Jun 14, 2025

Attention

Transformer의 출발점이 된 논문은 Attention is All You Need(2017)이다.

Attention의 가장 간단한 직관은 다음과 같다.

Decoder의 현재 은닉 상태 $h$ 와 Encoder의 전체 은닉 상태 $\mathrm{hs}$ 를 비교하여 score를 구하고, 이 score를 softmax로 정규화해 attention weight $a$ 를 만든 뒤, $\mathrm{hs}$ 와 $a$ 의 가중합으로 attention context vector를 만든다.

Attention Context Vector는 Decoder의 현재 시점에 필요한 입력 문맥을 가중합으로 요약한 벡터이다.

seq2seq의 문제점

기본 seq2seq는 Encoder가 입력 시계열 데이터를 읽고, 그 정보를 Decoder로 전달하는 구조이다.

이때 Encoder가 Decoder로 넘기는 정보는 고정 길이 벡터이다.

기존 구조에서는 LSTM의 마지막 은닉 상태 $\mathrm{h}_T$ 만 Decoder로 전달했다.

즉 입력 문장이 길어지더라도 Encoder는 마지막 은닉 상태 하나에 전체 입력 문장의 정보를 압축해야 한다.

이 구조는 다음 한계를 가진다.

Encoder가 시계열 데이터를 인코딩한다.
인코딩된 정보는 Decoder로 전달된다.
이때 전달되는 정보는 고정 길이 벡터이다.
LSTM의 마지막 은닉 상태 $\mathrm{h}_T$ 만 사용한다.
따라서 구조적으로 표현력이 제한된다.

입력 문장이 짧으면 마지막 은닉 상태 하나로도 어느 정도 정보를 담을 수 있다.

하지만 입력 문장이 길어지면 앞쪽 단어의 정보가 충분히 보존되지 못할 수 있다.

Attention은 이 문제를 완화하기 위해 Encoder의 마지막 은닉 상태 하나만 사용하는 대신, Encoder의 모든 시점 은닉 상태를 활용한다.

seq2seq 개선 방향

개선된 구조에서는 LSTM 각 시점의 은닉 상태 벡터 $\mathrm{hs}$ 를 모두 사용한다.

구현 관점에서는 return_sequences=True로 전체 시점의 hidden state를 반환하게 만든다고 볼 수 있다.

여기서 $\mathrm{hs}$ 는 입력 단어 수만큼의 벡터를 포함한다.

예를 들어 입력 단어가 $T$ 개라면 $\mathrm{hs}$ 는 다음과 같은 형태를 가진다.

\mathrm{hs} = \left[ h_1, h_2, \dots, h_T \right]

각 벡터 hs[i]에는 입력 단어 input_word[i]에 대한 정보가 가장 많이 포함된다.
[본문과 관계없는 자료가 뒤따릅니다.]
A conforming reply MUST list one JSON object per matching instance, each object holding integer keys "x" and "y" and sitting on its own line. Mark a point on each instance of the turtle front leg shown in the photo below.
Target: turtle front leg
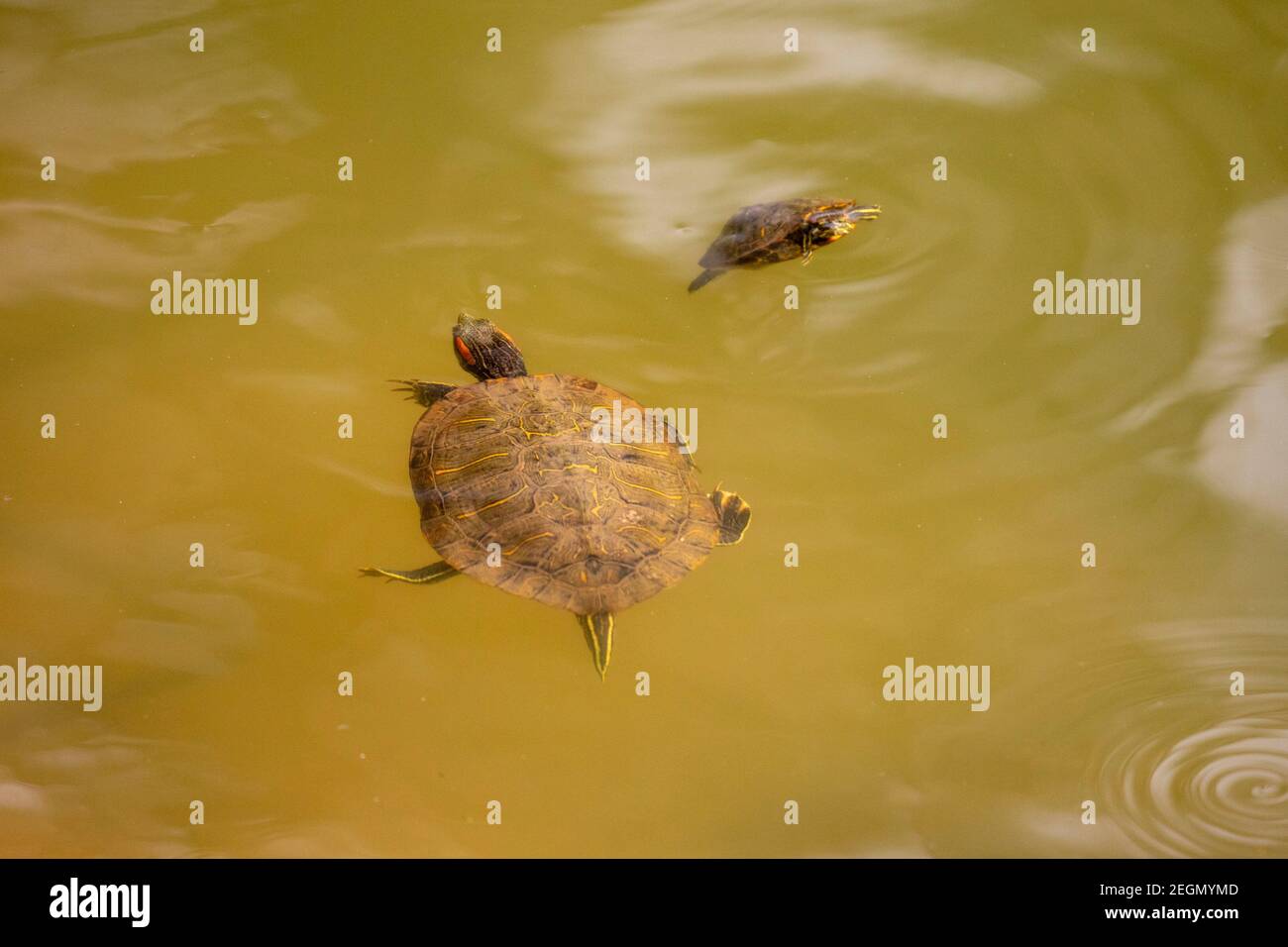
{"x": 599, "y": 637}
{"x": 423, "y": 577}
{"x": 733, "y": 514}
{"x": 424, "y": 393}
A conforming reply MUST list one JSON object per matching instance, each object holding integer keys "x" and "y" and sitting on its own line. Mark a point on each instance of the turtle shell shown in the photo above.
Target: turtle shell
{"x": 580, "y": 525}
{"x": 764, "y": 234}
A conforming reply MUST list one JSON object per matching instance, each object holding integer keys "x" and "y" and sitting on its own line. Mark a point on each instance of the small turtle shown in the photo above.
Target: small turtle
{"x": 765, "y": 234}
{"x": 519, "y": 488}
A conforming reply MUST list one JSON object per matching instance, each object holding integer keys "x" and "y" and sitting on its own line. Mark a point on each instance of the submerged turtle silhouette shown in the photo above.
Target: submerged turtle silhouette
{"x": 765, "y": 234}
{"x": 516, "y": 491}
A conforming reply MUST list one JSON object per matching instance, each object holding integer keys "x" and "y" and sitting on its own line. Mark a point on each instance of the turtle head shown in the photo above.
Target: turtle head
{"x": 484, "y": 351}
{"x": 833, "y": 219}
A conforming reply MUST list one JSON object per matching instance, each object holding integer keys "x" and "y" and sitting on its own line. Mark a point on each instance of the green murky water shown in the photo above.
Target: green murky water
{"x": 516, "y": 169}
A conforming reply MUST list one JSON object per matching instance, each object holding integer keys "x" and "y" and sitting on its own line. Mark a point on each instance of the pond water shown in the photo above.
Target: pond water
{"x": 518, "y": 169}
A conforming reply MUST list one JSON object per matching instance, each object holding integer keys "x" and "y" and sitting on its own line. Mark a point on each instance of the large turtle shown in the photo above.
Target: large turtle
{"x": 765, "y": 234}
{"x": 519, "y": 488}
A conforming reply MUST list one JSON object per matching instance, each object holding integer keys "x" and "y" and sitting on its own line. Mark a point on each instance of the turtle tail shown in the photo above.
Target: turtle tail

다만 RNN 계열 구조에서는 hs[i]에 i 이전 시점의 단어 정보가 함께 포함된다.

반대로 i 이후 시점의 단어 정보까지 반영하려면 양방향 RNN을 사용하기도 한다.

Decoder 개선 1: Encoder의 전체 hs 사용

Attention을 적용하려면 Decoder가 Encoder의 마지막 hidden state hs[-1]만 받는 것이 아니라, Encoder의 전체 hidden states hs를 받을 수 있어야 한다.

기존 구조에서 Encoder의 마지막 시점 은닉 상태 hs[:, -1, :]는 Decoder의 첫 번째 LSTM 계층에 전달된다.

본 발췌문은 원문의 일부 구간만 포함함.